Donald Trump acusó a su rival demócrata Hillary Clinton de ser corrupta e ineficiente, y se presentó a sí mismo como un amigo de la clase trabajadora que restauraría la ley y el orden anoche en el cierre de la Convención del Partido Republicana, en Cleveland, Ohio, donde aceptó la nominación presidencial de esa formación política.
El empresario de Nueva York, que nunca ha ejercido un cargo público, necesita un sólido desempeño para mejorar su evaluación en los sondeos de opinión, en momentos en que los demócratas se preparan para su propia convención la próxima semana en Filadelfia.
Esta es una carrera que enfrentará a dos políticos evaluados negativamente por gran parte de los votantes estadounidenses.
Trump acusa a Clinton de cometer errores mientras sirvió como secretaria de Estado en el primer mandato del presidente Barack Obama, y cita su uso de un servidor de correo electrónico privado y la destrucción de mensajes como evidencia de que la “corrupción ha alcanzado un nivel nunca antes visto”.
Trump también la culpa por el auge de los militantes del Estado Islámico, algo que muchos demócratas atribuyen al predecesor de Obama, George W. Bush, por lanzar la guerra en Irak. Critica además su propuesta de llevar al país a miles de refugiados de la guerra civil en Siria.
“El legado de Hillary Clinton es “muerte, destrucción y terrorismo; ese no tiene que ser el legado de Estados Unidos”, afirmó Trump.
“Los problemas que enfrentamos ahora -pobreza y violencia en casa, guerra y destrucción en el extranjero - durarán solo el tiempo que sigamos dependiendo de los políticos que los crearon”, añadió.
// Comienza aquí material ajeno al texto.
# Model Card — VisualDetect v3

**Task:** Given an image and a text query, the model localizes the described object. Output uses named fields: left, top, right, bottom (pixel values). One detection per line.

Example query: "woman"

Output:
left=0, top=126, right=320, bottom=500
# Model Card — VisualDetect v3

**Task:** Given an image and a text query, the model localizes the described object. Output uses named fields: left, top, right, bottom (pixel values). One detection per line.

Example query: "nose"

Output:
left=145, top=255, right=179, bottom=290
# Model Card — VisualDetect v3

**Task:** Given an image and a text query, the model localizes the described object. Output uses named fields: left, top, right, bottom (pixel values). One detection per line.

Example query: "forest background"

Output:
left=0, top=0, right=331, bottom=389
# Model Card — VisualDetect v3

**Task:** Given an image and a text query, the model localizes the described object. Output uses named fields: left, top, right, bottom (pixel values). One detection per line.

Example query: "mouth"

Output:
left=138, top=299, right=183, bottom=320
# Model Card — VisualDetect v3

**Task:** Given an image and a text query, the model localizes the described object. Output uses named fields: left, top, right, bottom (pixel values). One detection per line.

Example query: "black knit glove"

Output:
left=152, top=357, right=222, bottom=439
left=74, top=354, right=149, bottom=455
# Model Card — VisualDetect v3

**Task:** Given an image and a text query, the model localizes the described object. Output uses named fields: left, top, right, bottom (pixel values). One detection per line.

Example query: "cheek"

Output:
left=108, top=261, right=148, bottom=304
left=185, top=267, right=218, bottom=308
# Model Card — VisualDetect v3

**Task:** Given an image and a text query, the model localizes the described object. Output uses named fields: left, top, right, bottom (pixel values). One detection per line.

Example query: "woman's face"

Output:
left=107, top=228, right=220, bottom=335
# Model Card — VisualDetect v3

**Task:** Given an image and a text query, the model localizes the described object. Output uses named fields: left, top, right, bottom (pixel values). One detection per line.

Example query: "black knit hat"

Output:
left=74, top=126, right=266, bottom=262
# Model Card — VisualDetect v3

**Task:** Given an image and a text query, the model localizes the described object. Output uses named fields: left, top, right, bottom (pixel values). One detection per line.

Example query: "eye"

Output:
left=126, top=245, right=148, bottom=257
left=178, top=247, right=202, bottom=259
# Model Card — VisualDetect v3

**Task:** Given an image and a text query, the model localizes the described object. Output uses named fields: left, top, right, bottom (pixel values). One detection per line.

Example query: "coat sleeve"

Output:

“Tenemos que prohibir la inmigración de cualquier país que se haya comprobado involucrado en el terrorismo. No queremos a esa gente en este país”, dijo Trump.
El candidato republicano culpó además al presidente Barack Obama de las divisiones raciales en EU.
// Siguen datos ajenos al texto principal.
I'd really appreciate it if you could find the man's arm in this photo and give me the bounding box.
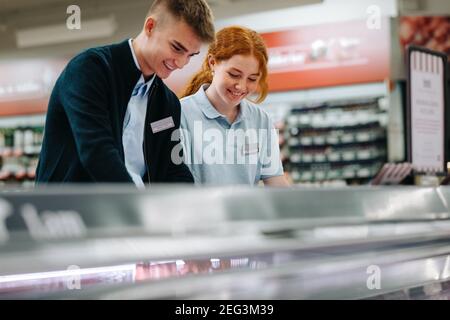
[60,53,133,183]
Afirmó que “el crimen y la violencia” terminarán en caso de que gane la presidencia.
Actualmente, la demócrata Clinton, que busca convertirse en la primera mujer que gane la presidencia de Estados Unidos, aventaja al millonario en la mayoría de los sondeos de opinión de cara a la elección del 8 de noviembre.
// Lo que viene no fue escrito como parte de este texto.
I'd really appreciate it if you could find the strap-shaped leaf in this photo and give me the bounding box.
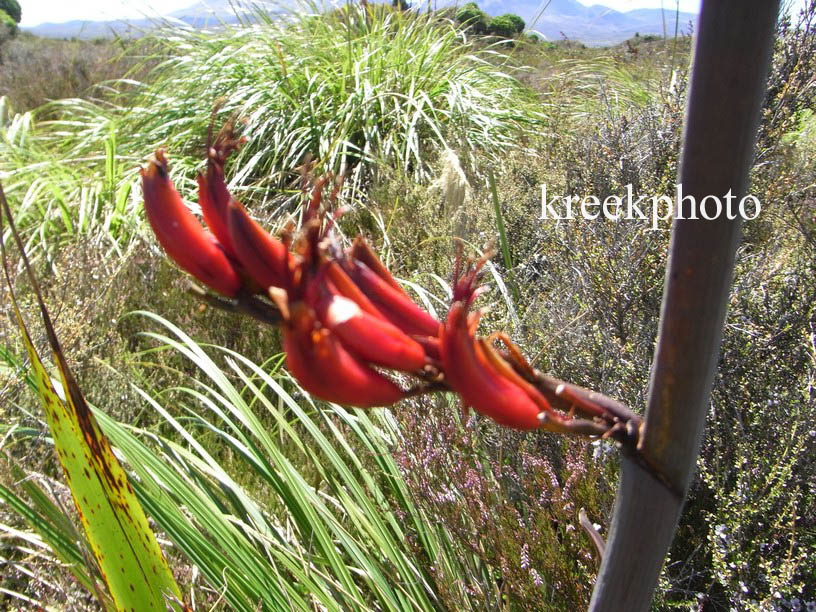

Al discurso de Donald Trump, lo precedió el de su hija Ivanka, quien dijo que su papá es “el nominado del pueblo”, y afirmó además que su padre es “un luchador”.
Ayer más temprano, el antiguo precandidato republicano Ted Cruz viró hacia los abucheos cuando el senador de Texas, de forma provocadora, dijo a los delegados que votaran de acuerdo con “su conciencia” en noviembre, una fría venganza contra un candidato que insultó a su esposa Heidi y a su padre.